MARCH 22, 1999
Renault falls into bed with Nissan
The deal represents a huge risk for Renault. Nissan Motor has $17bn of debts and its affiliates have almost as much again. This was enough to scare DaimlerChrysler away from a deal. At the moment, however, Renault is largely dependent on the European car market. The merger would turn it into a global player in the automotive industry and open the way for expansion in both Asia and the United States of America. If agreed, the deal will create the world's fourth-largest automobile company behind General Motors, Ford and Toyota, but ahead of Volkswagen and DaimlerChrysler.

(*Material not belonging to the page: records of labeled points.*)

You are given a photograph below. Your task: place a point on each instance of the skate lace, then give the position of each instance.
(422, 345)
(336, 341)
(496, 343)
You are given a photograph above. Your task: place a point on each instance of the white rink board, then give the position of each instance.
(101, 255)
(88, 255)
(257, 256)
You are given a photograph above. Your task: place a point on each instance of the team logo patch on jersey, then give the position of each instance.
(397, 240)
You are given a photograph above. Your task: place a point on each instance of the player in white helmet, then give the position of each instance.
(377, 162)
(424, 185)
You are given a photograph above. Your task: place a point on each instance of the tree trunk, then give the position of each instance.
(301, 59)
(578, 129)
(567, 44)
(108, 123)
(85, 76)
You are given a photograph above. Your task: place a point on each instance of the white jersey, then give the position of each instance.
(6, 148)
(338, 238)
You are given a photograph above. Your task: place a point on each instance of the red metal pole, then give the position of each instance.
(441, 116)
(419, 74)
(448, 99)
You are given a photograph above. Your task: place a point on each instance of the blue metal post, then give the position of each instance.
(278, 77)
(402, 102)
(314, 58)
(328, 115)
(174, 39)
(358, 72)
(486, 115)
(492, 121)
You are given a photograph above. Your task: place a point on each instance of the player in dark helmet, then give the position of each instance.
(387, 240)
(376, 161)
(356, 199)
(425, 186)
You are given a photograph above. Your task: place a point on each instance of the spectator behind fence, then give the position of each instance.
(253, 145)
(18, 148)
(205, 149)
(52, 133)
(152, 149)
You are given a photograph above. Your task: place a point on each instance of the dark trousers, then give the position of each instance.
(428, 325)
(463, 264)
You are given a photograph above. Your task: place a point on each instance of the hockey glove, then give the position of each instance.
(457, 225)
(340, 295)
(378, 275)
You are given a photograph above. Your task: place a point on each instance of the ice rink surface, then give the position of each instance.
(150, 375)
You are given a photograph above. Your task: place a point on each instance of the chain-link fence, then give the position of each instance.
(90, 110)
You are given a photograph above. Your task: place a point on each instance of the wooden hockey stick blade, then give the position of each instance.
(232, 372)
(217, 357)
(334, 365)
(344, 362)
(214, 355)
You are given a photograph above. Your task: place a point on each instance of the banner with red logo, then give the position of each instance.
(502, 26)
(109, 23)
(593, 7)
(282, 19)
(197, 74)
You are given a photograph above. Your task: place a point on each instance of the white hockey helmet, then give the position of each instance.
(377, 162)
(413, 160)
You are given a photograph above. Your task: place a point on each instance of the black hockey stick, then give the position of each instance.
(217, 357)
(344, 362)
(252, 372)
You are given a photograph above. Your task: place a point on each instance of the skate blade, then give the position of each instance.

The fact that Renault has adopted such a risky strategy suggests that the management knows that if it runs into trouble Renault will be helped out by the French government - which owns 44% of its shares. In recent years French politicians, keen to retain some global influence, have been willing to spend vast amounts of public money to bail out struggling French companies, despite opposition to such activities from the European Commission.
Nissan President Yoshikazu Hanawa and Renault Chairman Louis Schweitzer say that they would like to finalize the deal by the end of the month. The French stock market has reacted warily, the company's share price dropping 11% over two days. The powerful Renault unions in France say that they have reservations about the deal because of Nissan's debt.
Whatever the case, Renault is going to need a lot of cash in the course of the next few years and that means that a high-level involvement in Grand Prix racing - which would cost at least $500m over a five-year period - is unlikely to be an option.